During the search, we start from a random vector in the topmost layer, partially traverse to find the nearest vector to the query vector in that layer and use that as the new starting point in the subsequent layers. Once we get to the bottom-most layer, we still perform a traversal, but instead, we keep track of the k-nearest neighbors visited along the way.
Here is an overview of how NMSLIB fits into the similarity search process:
In the indexing phase, we build a structure that efficiently retrieves similar items. Some examples of indexing methods are HNSW, sw-graphs and k-d trees.
In the query processing phase, NMSLIB receives a query vector and returns a set of vectors from the dataset most similar to the query.

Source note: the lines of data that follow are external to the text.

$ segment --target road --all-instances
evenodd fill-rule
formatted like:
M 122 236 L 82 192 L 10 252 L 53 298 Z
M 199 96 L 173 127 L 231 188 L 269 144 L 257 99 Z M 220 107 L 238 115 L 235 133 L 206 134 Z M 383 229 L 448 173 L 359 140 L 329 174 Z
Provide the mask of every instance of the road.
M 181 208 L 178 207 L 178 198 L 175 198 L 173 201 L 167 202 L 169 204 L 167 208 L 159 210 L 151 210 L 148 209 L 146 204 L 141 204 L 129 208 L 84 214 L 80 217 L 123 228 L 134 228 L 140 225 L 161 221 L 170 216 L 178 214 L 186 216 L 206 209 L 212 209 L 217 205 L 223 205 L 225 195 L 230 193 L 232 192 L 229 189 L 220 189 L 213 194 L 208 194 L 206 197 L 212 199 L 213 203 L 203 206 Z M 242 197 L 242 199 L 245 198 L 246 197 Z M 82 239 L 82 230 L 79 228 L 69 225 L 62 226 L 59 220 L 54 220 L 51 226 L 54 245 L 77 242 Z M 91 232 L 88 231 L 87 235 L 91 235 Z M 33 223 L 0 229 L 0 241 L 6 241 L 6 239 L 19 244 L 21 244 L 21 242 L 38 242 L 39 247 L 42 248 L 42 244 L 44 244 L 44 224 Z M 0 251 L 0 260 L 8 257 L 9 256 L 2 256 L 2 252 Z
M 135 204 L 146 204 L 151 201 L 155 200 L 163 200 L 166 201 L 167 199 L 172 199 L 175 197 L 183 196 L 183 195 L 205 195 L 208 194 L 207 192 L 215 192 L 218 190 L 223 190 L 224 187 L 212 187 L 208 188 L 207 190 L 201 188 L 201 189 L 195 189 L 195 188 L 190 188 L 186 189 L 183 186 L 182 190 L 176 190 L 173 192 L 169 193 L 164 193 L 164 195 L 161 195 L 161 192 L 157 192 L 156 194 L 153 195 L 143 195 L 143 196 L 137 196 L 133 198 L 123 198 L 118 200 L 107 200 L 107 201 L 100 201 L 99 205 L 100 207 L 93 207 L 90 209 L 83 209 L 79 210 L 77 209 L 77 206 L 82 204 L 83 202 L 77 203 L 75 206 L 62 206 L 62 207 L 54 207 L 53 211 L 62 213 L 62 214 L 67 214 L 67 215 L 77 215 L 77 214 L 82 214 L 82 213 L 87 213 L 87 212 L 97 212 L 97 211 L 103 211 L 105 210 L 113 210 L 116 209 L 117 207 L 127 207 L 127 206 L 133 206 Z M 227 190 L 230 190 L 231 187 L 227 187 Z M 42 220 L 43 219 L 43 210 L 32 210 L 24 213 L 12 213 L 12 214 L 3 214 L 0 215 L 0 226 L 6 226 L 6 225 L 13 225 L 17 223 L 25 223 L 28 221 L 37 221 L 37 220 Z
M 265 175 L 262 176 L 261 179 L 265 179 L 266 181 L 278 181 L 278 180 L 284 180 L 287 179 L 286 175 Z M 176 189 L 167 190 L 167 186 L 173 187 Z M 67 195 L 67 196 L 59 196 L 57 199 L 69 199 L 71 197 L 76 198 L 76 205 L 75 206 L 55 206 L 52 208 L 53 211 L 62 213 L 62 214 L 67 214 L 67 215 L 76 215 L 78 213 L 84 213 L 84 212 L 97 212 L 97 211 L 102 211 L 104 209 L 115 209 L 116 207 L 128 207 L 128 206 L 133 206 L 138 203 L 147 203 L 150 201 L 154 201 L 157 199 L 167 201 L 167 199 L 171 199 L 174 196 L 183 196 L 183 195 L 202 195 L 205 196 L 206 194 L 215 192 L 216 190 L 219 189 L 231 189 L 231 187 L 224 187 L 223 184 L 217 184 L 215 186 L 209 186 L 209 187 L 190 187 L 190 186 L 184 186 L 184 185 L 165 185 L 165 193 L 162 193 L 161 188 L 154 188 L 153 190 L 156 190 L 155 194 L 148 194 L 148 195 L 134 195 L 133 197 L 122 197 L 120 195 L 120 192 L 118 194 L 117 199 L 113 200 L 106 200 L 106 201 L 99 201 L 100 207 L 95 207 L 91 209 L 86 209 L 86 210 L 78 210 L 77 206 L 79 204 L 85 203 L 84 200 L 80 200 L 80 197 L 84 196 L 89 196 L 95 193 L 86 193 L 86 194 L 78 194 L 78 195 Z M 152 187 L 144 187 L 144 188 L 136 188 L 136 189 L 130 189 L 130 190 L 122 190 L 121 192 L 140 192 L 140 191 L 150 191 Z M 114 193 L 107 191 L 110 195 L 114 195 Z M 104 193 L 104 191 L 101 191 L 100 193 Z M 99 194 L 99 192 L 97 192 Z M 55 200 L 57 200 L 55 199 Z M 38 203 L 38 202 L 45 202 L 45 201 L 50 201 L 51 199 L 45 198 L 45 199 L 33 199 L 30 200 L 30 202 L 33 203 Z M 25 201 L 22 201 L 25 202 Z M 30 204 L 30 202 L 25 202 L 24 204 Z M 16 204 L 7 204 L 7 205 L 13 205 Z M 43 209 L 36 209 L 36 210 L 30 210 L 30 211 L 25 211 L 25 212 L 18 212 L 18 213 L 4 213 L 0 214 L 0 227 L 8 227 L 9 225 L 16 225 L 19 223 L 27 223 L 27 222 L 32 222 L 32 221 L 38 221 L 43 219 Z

In the similarity search stage, the approximate nearest neighbor search uses the indexing structure to prune the search space and only examine a subset of vectors likely to be similar to the query vector.
Finally, the retrieval stage returns the set of vectors most similar to the query. The HNSW indexing method uses recall to evaluate the result, which measures the proportion of relevant vectors retrieved among the k-nearest neighbors returned.
Similarity search and graph embeddings: Transforming financial insights
This article has provided a glimpse into the fascinating realm of machine learning in finance, specifically focusing on graph embeddings and similarity search methods. As demonstrated, the application of machine learning and deep learning techniques has become paramount in revolutionizing the financial industry, enabling comprehensive analysis and modeling of intricate financial systems.
The intersection of machine learning and finance continues to evolve, opening up new avenues for innovation and problem-solving. As demonstrated through the author's internship experience and exploration of graph embeddings and similarity search, these technologies are becoming indispensable tools for financial institutions in areas such as fraud detection, risk assessment and algorithmic trading. As the field of machine learning advances further, it promises to reshape the financial landscape, offering enhanced insights and decision-making capabilities for the benefit of both financial institutions and their customers.